A recent article in The Recorder by Zusha Elinson, Competition Fuels Marketing Budgets has garnered a lot of attention in the blogosphere. According to Elinson, growth in expenses for marketing at top law firms in the last year was much greater than the growth in profits and revenues, impressive as those financials have been. The article focused on the results of a new survey by Boston-based BTI Consulting Group, which polled about 60 percent of Am Law 200 firms.
According to the survey results, Am Law 100 firms spent about $14,000 per attorney and $56,000 per equity partner on marketing last year. Marketing staff salaries ate up the largest portion of the budgets, with most big firms bulking up their staff significantly last year. Similar trends were found within the Second Hundred Am Law firms (those ranked 101 to 200), but with slight differences. Smaller firms place more emphasis on individual clients, while the top 100 firms look at the markets more broadly. One sign of this is that the smaller firms spent more money on business development than on marketing salaries and advertising campaigns.
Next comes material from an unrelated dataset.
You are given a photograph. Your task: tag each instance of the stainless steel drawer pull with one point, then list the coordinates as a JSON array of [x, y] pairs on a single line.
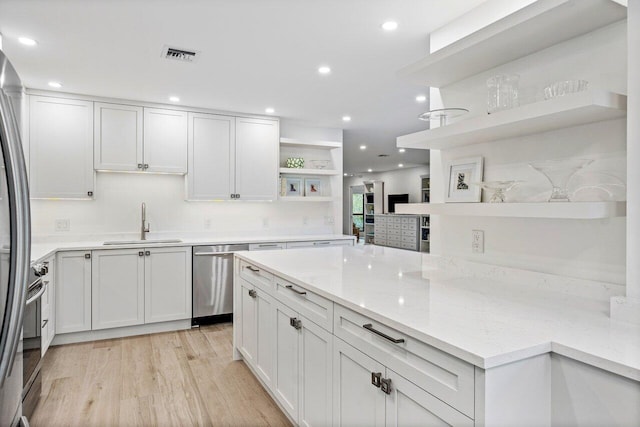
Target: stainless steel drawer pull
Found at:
[[369, 327], [291, 288]]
In the 2006 Law Firm Business Development Practices Survey, conducted and published last year by ALM Research and Brand Research, similar differences were found between the larger and smaller firms, though the population for the “Bus Dev” survey was slightly different: 54% were “Tier 1,” firms that appear on Am Law 200, Global 100, and/or NLJ 250 lists, while the other 46% were “Tier 2” firms averaging 122 lawyers and $200 to $499 million in revenue. Some of the key findings in the 2006 survey, which is still available via ALM Research Online, included the fact that, for the second year in a row, the majority reported that CMOs or marketing directors had key responsibility for business developing, including planning budgets and strategy; budgets for marketing and business development ($3 million to $4.99 million for Tier 1 firms; $500,000 to $999,000 for Tier 2 firms) had grown substantially from the previous year, as did staff; and, as in the previous year respondents indicated that, on average, about two-thirds of the budget was directed to developing new business with existing clients, while about one-third was devoted to developing new clients.